37. Prominent stolen wages campaigner Yvonne Butler tragically passed away on July 31.
38. Old Wilson 'Ironbar' Tuckey objected to the presence of traditional Aboriginal dancers opening the 42nd Parliament. "I'm horrified and concerned that we're going to turn the Parliament of Australia into a dance parlour," Tuckey, aged 73, said.
39. A report by the Australian Institute of Health and Welfare revealed that rates of tooth decay had increased among Indigenous children in recent years, with those six and younger worst affected.
40. While Indigenous populations in Canada, the US and New Zealand made inroads, the health and wellbeing of Indigenous Australians was going backwards, another report found.

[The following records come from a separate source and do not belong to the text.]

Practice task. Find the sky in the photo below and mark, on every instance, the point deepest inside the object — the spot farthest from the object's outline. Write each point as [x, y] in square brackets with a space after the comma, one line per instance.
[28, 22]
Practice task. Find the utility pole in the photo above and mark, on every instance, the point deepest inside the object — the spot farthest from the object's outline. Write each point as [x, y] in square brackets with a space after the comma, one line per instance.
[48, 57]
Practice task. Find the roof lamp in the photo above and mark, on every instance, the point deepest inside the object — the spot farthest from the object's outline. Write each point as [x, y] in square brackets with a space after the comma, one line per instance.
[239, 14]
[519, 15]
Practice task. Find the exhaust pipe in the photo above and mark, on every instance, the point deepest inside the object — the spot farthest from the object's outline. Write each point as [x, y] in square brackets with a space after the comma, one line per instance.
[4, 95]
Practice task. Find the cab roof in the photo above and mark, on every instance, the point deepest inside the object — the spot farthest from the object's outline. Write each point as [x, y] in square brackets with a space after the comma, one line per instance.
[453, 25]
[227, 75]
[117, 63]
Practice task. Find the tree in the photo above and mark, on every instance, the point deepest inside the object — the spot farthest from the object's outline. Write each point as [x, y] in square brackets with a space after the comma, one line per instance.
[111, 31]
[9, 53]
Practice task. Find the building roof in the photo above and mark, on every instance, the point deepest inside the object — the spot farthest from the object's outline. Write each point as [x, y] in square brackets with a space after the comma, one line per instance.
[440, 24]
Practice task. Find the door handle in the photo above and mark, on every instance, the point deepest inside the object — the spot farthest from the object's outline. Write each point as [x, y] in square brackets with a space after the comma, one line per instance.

41. Police in Townsville were investigating a video that described Aboriginal people as in-breds. It was entitled "Townsville Fun" and featured a man in a Ku Klux Klan suit shouting obscenities towards Aboriginal people.

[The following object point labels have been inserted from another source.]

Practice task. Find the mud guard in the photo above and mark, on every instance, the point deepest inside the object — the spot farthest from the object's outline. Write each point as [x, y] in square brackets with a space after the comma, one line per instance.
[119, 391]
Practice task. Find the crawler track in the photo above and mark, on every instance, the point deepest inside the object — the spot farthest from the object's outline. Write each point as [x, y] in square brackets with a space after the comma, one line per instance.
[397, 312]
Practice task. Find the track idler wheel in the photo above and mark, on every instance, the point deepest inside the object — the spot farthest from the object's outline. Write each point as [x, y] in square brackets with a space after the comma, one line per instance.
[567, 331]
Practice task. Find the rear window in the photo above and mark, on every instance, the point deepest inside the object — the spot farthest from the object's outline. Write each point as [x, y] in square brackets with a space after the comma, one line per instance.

42. The NT government's health department released figures showing a disproportionately high number of Aboriginal people with STDs, with NT Australian Medical Association President Peter Beaumont saying he was horrified by the data.
43. The Queensland Director of Public Prosecutions (DPP) described her decision not to lay charges against Senior Sergeant Chris Hurley, the man responsible for the 2004 death-in-custody of a Palm Island man, as "emotionally difficult".
44. A respected WA Aboriginal elder collapsed in the back of a prison van on Survival Day from heat exhaustion, after a long drive through the western desert region. He subsequently died in hospital.
45. Former Northern Territory MP Loraine Braham raised concerns that some pensioners in Alice Springs were being threatened with having their welfare payments quarantined because they are wrongly assumed to be Aboriginal people living in town camps.
46. In the wake of a rape case in the far north Queensland community of Kowanyama, Brendan Nelson called on the government to stage an intervention in Queensland's Cape York, and other parts of Australia.
47. WA Aboriginal woman Jeanie Angel spent two years in jail for a murder she didn't commit after an all-white jury convicted her in 1989. She was acquitted in the early 90s but was this year knocked back for compensation. The West Australian government supported the decision.
48. Former ALP president Warren Mundine again voiced his opposition to the NT permit system, calling on it to be dropped to promote economic opportunities for Indigenous people. Mr Mundine did not comment on why Aboriginal communities without a permit system (in NSW, WA and Queensland, for example) were also dirt poor.
49. The abolition of the permit system effectively came into place in February, with Central Land Council (CLC) director David Ross calling on visitors to still respect it.